The moment generating function (MGF) is M(t) = E[e^{tX}], defined for t in some neighborhood of 0. If M(t) exists, all moments can be recovered: E[Xᵏ] = M^{(k)}(0). The MGF uniquely determines the distribution, and convergence of MGFs implies convergence of distributions.
The moment generating function is an encoding trick: it packages all the moments of a distribution into a single function of one variable t. The definition M(t) = E[e^{tX}] looks mysterious at first, but the connection to moments becomes transparent through the Taylor series you already know. Recall that e^{tX} = 1 + tX + t²X²/2! + t³X³/3! + ... Taking expectations term by term: M(t) = 1 + t·E[X] + t²·E[X²]/2! + t³·E[X³]/3! + ... This is the ordinary power series for M(t) with coefficients E[Xᵏ]/k!. Differentiating k times and evaluating at t = 0 plucks out E[Xᵏ], which is exactly why the kth derivative at zero gives the kth moment: M^{(k)}(0) = E[Xᵏ].
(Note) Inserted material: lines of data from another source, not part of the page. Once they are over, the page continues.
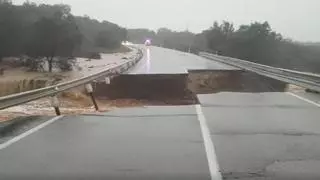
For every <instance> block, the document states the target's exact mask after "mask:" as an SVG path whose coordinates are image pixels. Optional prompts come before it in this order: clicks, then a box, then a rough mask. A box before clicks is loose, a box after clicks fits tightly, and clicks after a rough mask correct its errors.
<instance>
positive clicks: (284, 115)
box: [199, 93, 320, 180]
mask: <svg viewBox="0 0 320 180" xmlns="http://www.w3.org/2000/svg"><path fill="white" fill-rule="evenodd" d="M305 96H306V97H308V96H309V97H310V95H308V94H305ZM313 96H314V95H313ZM318 98H319V97H318ZM199 99H200V102H201V103H202V111H203V113H204V115H205V117H206V120H207V123H208V126H209V129H210V134H211V138H212V141H213V142H214V146H215V149H216V154H217V159H218V164H219V166H220V170H221V172H222V175H223V177H224V179H228V180H229V179H240V180H257V179H258V180H260V179H269V180H294V179H303V180H311V179H320V171H319V170H320V138H319V137H320V118H319V117H320V109H319V107H320V105H317V104H315V103H310V102H309V100H308V99H303V94H300V96H298V97H296V96H295V95H291V94H289V93H256V94H245V93H219V94H211V95H199Z"/></svg>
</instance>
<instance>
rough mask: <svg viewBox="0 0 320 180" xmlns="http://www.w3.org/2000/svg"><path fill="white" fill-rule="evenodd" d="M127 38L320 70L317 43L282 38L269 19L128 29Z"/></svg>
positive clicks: (302, 70)
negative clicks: (261, 21)
mask: <svg viewBox="0 0 320 180" xmlns="http://www.w3.org/2000/svg"><path fill="white" fill-rule="evenodd" d="M128 38H129V40H130V41H133V42H136V43H143V42H144V39H146V38H151V39H152V41H153V44H154V45H157V46H162V47H166V48H171V49H177V50H180V51H185V52H188V51H189V50H190V51H191V52H193V53H198V52H199V51H208V52H212V53H218V54H220V55H224V56H230V57H235V58H240V59H244V60H249V61H252V62H257V63H261V64H266V65H271V66H276V67H281V68H288V69H295V70H300V71H309V72H316V73H320V46H319V44H317V43H298V42H293V41H291V40H289V39H284V38H283V36H282V35H281V34H279V33H277V32H275V31H273V30H272V28H271V26H270V25H269V23H268V22H263V23H259V22H255V23H252V24H249V25H241V26H240V27H239V28H235V27H234V25H233V24H232V23H230V22H226V21H224V22H222V23H220V24H219V23H218V22H215V23H214V24H213V26H212V27H210V28H209V29H207V30H204V31H203V32H202V33H199V34H193V33H191V32H188V31H183V32H175V31H171V30H169V29H166V28H161V29H159V30H158V31H157V32H153V31H150V30H147V29H138V30H136V29H129V30H128Z"/></svg>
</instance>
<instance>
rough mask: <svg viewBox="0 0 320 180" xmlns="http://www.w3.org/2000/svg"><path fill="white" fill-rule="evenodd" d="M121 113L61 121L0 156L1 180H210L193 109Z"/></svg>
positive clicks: (126, 112) (32, 135) (155, 108)
mask: <svg viewBox="0 0 320 180" xmlns="http://www.w3.org/2000/svg"><path fill="white" fill-rule="evenodd" d="M172 109H175V112H174V113H172V111H173V110H172ZM125 111H126V112H125V114H126V115H124V117H122V116H121V113H120V114H117V113H116V114H110V115H109V116H103V115H99V116H89V115H87V116H72V117H64V118H62V119H60V120H57V121H55V122H53V123H52V124H50V125H48V126H46V127H44V128H43V129H40V130H39V131H37V132H34V133H33V134H31V135H29V136H27V137H25V138H23V139H21V140H20V141H18V142H16V143H14V144H12V145H10V146H9V147H7V148H5V149H2V150H0V179H3V180H11V179H16V180H19V179H24V180H25V179H48V180H51V179H60V180H63V179H72V180H73V179H74V180H75V179H77V180H78V179H130V180H132V179H137V180H138V179H139V180H147V179H148V180H149V179H156V180H158V179H159V180H160V179H161V180H162V179H169V180H180V179H181V180H186V179H190V180H194V179H199V180H209V179H210V174H209V168H208V163H207V159H206V153H205V149H204V144H203V139H202V135H201V131H200V128H199V121H198V119H197V115H196V113H195V110H194V108H193V107H188V106H186V107H171V108H168V107H165V108H162V107H153V108H148V109H147V111H146V109H145V108H132V109H126V110H125ZM139 111H141V112H139ZM176 112H179V113H176ZM137 115H139V116H137ZM112 116H113V117H112ZM128 116H131V117H130V118H128Z"/></svg>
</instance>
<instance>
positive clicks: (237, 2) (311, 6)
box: [13, 0, 320, 41]
mask: <svg viewBox="0 0 320 180" xmlns="http://www.w3.org/2000/svg"><path fill="white" fill-rule="evenodd" d="M24 1H25V0H13V2H14V3H16V4H21V3H23V2H24ZM31 1H32V2H36V3H47V4H57V3H64V4H69V5H71V6H72V12H73V13H74V14H75V15H89V16H90V17H92V18H96V19H99V20H107V21H111V22H114V23H117V24H119V25H121V26H124V27H127V28H149V29H153V30H156V29H158V28H159V27H168V28H170V29H173V30H185V29H186V28H188V29H189V30H190V31H192V32H201V31H202V30H204V29H207V28H208V27H210V26H211V25H212V24H213V21H215V20H217V21H222V20H228V21H231V22H233V23H234V24H235V25H240V24H248V23H250V22H253V21H268V22H269V23H270V24H271V26H272V28H273V29H274V30H276V31H278V32H280V33H282V34H283V35H284V36H286V37H290V38H292V39H294V40H300V41H320V0H31Z"/></svg>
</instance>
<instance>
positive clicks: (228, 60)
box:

This makes computing variance and higher moments from prerequisites much easier for well-known distributions. For the exponential distribution with rate λ, M(t) = λ/(λ − t) for t < λ. Differentiating: M'(t) = λ/(λ − t)², so E[X] = M'(0) = 1/λ. Differentiating again: M''(t) = 2λ/(λ − t)³, giving E[X²] = 2/λ² and Var(X) = 2/λ² − (1/λ)² = 1/λ². One function generates everything. For the normal distribution N(μ, σ²), the MGF is M(t) = exp(μt + σ²t²/2) — a compact encoding that makes normal calculations tractable.
The deeper power of the MGF is that it uniquely determines the distribution: two distributions with the same MGF (when it exists on an open interval around 0) are identical. This is analogous to how a function is determined by all its derivatives at a point (when the Taylor series converges). This uniqueness property is the key to proving limit theorems: if you can show that the MGF of a sequence of distributions converges to M(t) = exp(μt + σ²t²/2) (the normal MGF), then the distributions themselves converge to normal. This is one route to the Central Limit Theorem — show that the MGF of the standardized sum converges pointwise to the standard normal MGF.
One important caveat: the MGF may fail to exist (the expectation E[e^{tX}] may be infinite) for heavy-tailed distributions like the Cauchy. This is why the characteristic function (replacing t with it, using complex exponentials) is more generally applicable and is the preferred tool in rigorous probability theory — the characteristic function always exists because |e^{itX}| = 1. Think of the MGF as the practical, computable tool for distributions with finite moments, and the characteristic function as its more powerful but less elementary extension.